Yunus: yüksek tonlarda iletişim kurmak
Yunuslar zekalarıyla bilinirler, ancak işitme duyuları da etkileyicidir. 150.000 Hz’e kadar duyarlar ve bunu sadece birbirlerini anlamak için değil, aynı zamanda su altında ekolokasyon için de kullanırlar. Yarasalar gibi onlar da kulaklarıyla “görürler".
Yüksek frekansları grup iletişimi için de kullanışlıdır: yunusların birbirlerini isimleriyle çağırdıkları benzersiz ıslık sesleri vardır.

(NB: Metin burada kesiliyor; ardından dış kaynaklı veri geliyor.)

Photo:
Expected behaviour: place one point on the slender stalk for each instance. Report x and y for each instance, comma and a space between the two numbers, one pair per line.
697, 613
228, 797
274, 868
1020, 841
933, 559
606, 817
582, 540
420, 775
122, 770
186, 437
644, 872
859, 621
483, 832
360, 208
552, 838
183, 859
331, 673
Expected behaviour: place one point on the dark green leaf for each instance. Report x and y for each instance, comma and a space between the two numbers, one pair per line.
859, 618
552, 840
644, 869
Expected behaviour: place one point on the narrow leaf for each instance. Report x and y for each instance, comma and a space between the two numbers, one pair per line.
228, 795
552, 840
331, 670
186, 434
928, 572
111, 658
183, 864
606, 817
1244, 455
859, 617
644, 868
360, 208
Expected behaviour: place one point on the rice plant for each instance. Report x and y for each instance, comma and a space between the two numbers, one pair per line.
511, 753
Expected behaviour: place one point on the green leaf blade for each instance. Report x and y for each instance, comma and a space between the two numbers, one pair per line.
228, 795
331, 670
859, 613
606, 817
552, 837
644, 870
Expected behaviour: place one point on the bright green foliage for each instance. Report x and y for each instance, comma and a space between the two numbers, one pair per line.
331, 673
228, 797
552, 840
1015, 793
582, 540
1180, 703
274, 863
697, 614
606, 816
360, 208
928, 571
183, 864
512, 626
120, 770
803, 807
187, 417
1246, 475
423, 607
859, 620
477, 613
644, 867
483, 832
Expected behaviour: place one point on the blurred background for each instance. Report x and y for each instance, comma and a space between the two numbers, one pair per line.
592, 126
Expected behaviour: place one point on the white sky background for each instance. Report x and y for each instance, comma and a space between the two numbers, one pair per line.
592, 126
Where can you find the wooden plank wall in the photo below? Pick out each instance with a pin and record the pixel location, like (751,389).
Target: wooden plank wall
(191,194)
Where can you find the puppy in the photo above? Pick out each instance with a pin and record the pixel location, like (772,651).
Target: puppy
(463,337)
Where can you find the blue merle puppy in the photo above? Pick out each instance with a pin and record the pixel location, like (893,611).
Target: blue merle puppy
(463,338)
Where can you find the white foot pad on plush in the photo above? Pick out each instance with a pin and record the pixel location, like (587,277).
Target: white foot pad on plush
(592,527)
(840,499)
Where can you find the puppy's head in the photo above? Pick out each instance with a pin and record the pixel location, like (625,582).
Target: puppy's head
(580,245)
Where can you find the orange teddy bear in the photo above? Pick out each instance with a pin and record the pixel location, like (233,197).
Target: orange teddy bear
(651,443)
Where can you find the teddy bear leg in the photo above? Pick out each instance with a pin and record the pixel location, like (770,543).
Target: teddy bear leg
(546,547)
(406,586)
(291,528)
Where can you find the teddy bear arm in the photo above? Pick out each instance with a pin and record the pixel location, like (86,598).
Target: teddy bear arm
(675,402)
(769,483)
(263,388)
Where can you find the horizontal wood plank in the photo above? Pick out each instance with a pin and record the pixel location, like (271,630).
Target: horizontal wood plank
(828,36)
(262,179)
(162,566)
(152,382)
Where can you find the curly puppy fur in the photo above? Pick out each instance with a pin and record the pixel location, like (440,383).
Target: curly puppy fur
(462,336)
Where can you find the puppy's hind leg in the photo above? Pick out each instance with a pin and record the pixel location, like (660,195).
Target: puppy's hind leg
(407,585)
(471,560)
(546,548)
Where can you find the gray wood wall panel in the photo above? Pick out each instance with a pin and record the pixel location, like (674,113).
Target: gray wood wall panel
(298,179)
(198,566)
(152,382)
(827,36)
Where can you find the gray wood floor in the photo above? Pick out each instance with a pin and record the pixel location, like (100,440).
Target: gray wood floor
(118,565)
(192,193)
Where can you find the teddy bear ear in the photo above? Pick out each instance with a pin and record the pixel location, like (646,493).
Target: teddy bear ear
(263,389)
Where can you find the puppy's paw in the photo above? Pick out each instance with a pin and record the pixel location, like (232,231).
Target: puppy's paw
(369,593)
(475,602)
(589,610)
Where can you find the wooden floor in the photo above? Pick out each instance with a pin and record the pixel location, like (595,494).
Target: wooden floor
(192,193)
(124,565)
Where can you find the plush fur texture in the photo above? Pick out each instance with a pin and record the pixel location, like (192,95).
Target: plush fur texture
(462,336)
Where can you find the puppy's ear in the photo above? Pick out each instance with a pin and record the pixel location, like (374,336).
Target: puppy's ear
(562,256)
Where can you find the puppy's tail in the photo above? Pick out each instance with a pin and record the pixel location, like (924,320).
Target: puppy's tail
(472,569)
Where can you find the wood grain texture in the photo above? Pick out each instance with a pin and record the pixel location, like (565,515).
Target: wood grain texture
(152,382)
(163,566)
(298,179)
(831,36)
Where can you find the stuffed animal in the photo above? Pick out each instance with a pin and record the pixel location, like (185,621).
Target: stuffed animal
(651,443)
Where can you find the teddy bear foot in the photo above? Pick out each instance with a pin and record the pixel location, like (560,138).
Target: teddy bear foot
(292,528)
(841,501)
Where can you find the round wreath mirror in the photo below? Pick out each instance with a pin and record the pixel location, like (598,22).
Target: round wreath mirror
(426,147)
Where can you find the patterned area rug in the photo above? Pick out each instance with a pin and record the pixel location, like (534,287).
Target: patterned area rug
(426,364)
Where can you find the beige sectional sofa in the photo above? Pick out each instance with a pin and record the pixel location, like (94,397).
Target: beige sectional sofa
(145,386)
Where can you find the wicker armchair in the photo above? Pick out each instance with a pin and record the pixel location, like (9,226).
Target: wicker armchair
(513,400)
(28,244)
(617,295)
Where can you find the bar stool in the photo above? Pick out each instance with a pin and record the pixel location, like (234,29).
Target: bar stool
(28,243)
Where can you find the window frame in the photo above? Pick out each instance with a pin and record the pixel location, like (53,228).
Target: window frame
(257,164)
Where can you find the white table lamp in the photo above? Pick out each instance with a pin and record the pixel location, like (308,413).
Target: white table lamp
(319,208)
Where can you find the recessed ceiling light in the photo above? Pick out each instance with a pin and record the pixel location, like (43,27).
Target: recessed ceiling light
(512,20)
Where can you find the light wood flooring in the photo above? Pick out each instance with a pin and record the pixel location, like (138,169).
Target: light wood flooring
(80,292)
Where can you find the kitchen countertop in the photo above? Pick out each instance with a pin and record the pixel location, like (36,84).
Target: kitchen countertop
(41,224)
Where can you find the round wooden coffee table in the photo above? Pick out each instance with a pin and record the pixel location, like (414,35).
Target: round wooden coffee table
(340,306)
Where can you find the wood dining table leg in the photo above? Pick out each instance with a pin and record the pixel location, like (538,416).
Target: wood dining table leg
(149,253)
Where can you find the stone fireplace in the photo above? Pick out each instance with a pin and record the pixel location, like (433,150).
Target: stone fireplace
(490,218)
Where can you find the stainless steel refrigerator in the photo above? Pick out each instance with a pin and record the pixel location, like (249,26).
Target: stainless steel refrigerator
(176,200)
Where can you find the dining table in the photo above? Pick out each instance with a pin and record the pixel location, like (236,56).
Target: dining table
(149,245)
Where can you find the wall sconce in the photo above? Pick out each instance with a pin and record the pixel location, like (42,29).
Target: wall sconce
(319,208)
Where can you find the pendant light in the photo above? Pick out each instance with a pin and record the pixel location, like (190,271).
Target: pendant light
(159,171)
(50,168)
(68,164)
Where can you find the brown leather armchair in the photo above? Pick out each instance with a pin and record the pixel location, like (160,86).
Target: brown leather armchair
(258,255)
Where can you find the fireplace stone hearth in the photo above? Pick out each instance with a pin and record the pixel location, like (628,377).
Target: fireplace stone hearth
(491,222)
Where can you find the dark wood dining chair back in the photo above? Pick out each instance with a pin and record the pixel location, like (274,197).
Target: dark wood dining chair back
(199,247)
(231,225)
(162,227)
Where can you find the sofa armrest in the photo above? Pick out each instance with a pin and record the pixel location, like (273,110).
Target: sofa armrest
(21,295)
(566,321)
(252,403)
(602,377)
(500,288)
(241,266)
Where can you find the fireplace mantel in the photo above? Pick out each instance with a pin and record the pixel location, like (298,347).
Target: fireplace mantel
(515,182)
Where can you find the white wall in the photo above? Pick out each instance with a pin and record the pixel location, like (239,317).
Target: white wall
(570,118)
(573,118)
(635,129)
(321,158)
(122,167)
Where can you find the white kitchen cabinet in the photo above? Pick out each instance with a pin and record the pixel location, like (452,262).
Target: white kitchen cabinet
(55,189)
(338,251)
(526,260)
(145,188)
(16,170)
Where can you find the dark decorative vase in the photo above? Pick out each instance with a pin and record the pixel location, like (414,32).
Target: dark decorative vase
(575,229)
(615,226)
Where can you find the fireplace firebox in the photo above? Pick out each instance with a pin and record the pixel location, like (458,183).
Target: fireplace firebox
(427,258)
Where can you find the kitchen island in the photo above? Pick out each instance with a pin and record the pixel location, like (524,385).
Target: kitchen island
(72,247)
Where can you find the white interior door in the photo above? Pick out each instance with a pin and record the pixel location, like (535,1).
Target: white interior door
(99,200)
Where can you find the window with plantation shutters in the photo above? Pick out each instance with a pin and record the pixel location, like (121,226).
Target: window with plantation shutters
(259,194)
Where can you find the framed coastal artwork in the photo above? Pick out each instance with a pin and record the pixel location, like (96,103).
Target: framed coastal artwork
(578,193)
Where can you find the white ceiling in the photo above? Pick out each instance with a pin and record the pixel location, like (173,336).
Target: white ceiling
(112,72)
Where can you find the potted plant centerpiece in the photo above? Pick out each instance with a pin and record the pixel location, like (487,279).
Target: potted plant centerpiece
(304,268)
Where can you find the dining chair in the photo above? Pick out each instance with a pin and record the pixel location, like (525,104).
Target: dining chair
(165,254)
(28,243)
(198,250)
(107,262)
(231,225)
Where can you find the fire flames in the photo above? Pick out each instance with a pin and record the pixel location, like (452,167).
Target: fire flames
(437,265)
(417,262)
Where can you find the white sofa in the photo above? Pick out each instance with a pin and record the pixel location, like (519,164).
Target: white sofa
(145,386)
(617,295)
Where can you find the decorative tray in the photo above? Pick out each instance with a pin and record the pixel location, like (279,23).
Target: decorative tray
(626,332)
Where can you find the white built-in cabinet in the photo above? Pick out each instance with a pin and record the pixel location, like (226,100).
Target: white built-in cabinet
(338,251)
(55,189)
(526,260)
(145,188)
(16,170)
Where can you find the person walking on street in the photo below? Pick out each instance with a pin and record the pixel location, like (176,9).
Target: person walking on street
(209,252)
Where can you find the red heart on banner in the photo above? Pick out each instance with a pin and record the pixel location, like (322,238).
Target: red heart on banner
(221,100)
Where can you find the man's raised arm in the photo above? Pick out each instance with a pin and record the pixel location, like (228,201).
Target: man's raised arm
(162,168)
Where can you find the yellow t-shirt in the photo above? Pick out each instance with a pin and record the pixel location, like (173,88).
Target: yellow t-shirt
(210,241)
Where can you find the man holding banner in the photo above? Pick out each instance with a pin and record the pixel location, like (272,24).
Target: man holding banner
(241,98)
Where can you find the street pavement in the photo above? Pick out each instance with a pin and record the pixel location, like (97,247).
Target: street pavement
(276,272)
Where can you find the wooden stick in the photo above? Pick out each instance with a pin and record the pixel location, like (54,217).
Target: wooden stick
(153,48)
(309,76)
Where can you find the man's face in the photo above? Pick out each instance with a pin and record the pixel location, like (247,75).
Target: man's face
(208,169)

Tavşanlar ve kemirgenler: her zaman tetikte olun
Tavşan ve hamster gibi genellikle av olarak hareket eden hayvanlar da keskin işitme duyusuna sahiptir. Kulakları her zaman diktir ve her yönden gelen sesleri almak için bağımsız olarak dönebilir. Bu da tehlikenin yakınlarda olup olmadığını ve nereden geldiğini tam olarak bilmelerini sağlar.
Özet: Kim kazanacak?
Bir tür sıralama yaparsak, farklı hayvanların farklı alanlarda üstün olduğunu görürüz:
- En iyi üçlü: yunuslar ve yarasalar
- Basta en iyiler: filler
- En iyi yönlülük: baykuşlar
- Evdeki en iyi üstler: köpekler ve kediler
Dolayısıyla tek bir “en iyi" işitme duyusu yoktur, ancak bu tamamen işitme duyusunun hangi amaçla geliştirildiğine bağlıdır. Biz insanlar hasarı önlemek için genellikle işitme korumasına ihtiyaç duyarken, hayvanlar tam tersine, çevreleri için mükemmel şekilde ayarlanmış işitme duyusuna sahiptir.
Sonuç
Hayvanların işitme duyusu inanılmaz derecede çeşitlidir ve genellikle bizimkinden çok daha iyi gelişmiştir. İster karanlıkta avlanan yarasalar, ister kilometrelerce öteden iletişim kuran filler ya da ultrasonik fare gıcırtılarını duyan kediler olsun, kulakların belki de en az önemsenen duyulardan biri olduğunu hatırlatır.
Bir dahaki sefere köpeğinizin sizin duymadığınız bir sese tepki verdiğini ya da bir kedinin siz görmeden fareye baktığını gördüğünüzde, hayvan kulaklarının gerçek birer doğa harikası olduğunu fark edin.